NEW YORK -- New York State officials say they are taking the integrity of student testing very seriously.

The state's schools chief, John King, Jr., recently created a group to scrutinize New York's standardized tests, according to a brief statement released late Monday from the New York State Education Department. King, according to the statement, "created a high-level working group led by Valerie Grey, Executive Deputy Commissioner, to begin an immediate review of all aspects of the state's testing system."

King is set to announce a series of new measures focused on strengthening testing before school starts in September.

The reliability of testing data has become ever more important nationwide, as about 30 states seek to tie teacher evaluations with student performance on standardized tests. In New York City, Mayor Michael Bloomberg has said he wants to be able to hire and fire teachers based on performance, not seniority. In New York, new regulations allow school districts to count state standardized exams for up to 40 percent of teacher reviews. These regulations are now the subject of a lawsuit filed by the New York State United Teachers, the state's largest teachers' union umbrella group.

New York's announcement comes after the revelation of cheating episodes across the country, from Baltimore to Atlanta. In late June, U.S. Secretary of Education Arne Duncan sent state education leaders a letter urging them to beware of potential cheaters.

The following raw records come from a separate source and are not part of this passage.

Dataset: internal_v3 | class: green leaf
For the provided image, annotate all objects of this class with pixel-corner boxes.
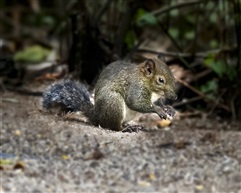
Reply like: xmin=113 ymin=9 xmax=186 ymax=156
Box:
xmin=210 ymin=13 xmax=218 ymax=23
xmin=135 ymin=9 xmax=158 ymax=27
xmin=135 ymin=9 xmax=146 ymax=20
xmin=14 ymin=45 xmax=50 ymax=63
xmin=207 ymin=1 xmax=215 ymax=9
xmin=187 ymin=15 xmax=195 ymax=23
xmin=42 ymin=15 xmax=55 ymax=26
xmin=204 ymin=56 xmax=237 ymax=80
xmin=125 ymin=31 xmax=136 ymax=49
xmin=0 ymin=159 xmax=14 ymax=165
xmin=210 ymin=61 xmax=225 ymax=77
xmin=210 ymin=40 xmax=218 ymax=48
xmin=169 ymin=28 xmax=179 ymax=39
xmin=204 ymin=57 xmax=226 ymax=78
xmin=185 ymin=31 xmax=195 ymax=40
xmin=200 ymin=79 xmax=218 ymax=94
xmin=170 ymin=9 xmax=179 ymax=17
xmin=226 ymin=66 xmax=238 ymax=80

It also comes after erasure analyses -- assessments of the number of answers erased and changed from wrong to right on students' answer sheets -- in New Jersey and Pennsylvania flagged schools for possible cheating.

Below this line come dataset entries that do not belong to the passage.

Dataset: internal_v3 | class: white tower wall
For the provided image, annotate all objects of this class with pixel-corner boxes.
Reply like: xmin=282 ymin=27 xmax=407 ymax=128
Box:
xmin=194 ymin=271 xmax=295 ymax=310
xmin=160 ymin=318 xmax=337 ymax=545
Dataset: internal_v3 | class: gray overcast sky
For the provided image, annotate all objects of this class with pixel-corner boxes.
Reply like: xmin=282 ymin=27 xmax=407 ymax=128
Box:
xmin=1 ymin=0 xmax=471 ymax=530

But erasure analyses, according to Andy Porter, dean of the University of Pennsylvania's education school, do not prove that cheating occurred. A reliance on erasure analyses in some cases has led districts to apologize for schools prematurely accused of cheating.

There are few incentives to rat out fraudulent practices that lead to improved test scores. As a result, news organizations often raise the alarm about suspicious testing long before states do.

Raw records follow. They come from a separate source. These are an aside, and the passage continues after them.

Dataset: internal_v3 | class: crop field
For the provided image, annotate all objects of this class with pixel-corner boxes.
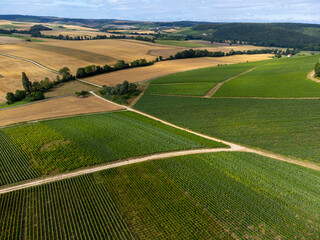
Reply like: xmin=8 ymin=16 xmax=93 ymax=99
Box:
xmin=0 ymin=95 xmax=123 ymax=127
xmin=0 ymin=38 xmax=175 ymax=74
xmin=85 ymin=54 xmax=272 ymax=87
xmin=0 ymin=55 xmax=57 ymax=102
xmin=35 ymin=38 xmax=173 ymax=62
xmin=0 ymin=110 xmax=224 ymax=185
xmin=146 ymin=83 xmax=215 ymax=95
xmin=145 ymin=61 xmax=267 ymax=96
xmin=1 ymin=152 xmax=319 ymax=239
xmin=0 ymin=44 xmax=95 ymax=74
xmin=215 ymin=55 xmax=320 ymax=97
xmin=135 ymin=94 xmax=320 ymax=164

In Atlanta, the Atlanta Journal Constitution began asking questions about statistically suspicious score gains long before Georgia embarked on the serious, independent investigation that shed light on educators' systematic misconduct.

In Pennsylvania, an erasure analysis that flagged 60 schools for suspicious results only came to light because of the request of the Philadelphia Public School Notebook, a small education blog.

In New Jersey, the Asbury Park Press' media group sued the state to gain access to a copy of its erasure report with the unredacted names of suspected schools.

New Jersey and Pennsylvania have embarked on investigations to corroborate or disprove the evidence in the reports.

New York City faced a widespread cheating scandal more than 10 years ago. More recently, though, Wall Street Journal and New York Times analyses of high school Regents exams found a hike in the number of students scoring just over the mark required for passing grades, leading the city to audit those tests.

Last summer, the state found another instance of deceiving data in lower grades. The low bar for passing standardized tests led to inflated scores, with an increased number of students misled into thinking they had scored proficient. As a result, the state altered its scoring methods.

"With [grades] three through eight, we ripped the Band-Aid off," Merryl Tisch, New York's Board of Regents chancellor, told The New York Times in February. She added that she did not want the state to become "the Enron of test scores, the Enron of graduation rates."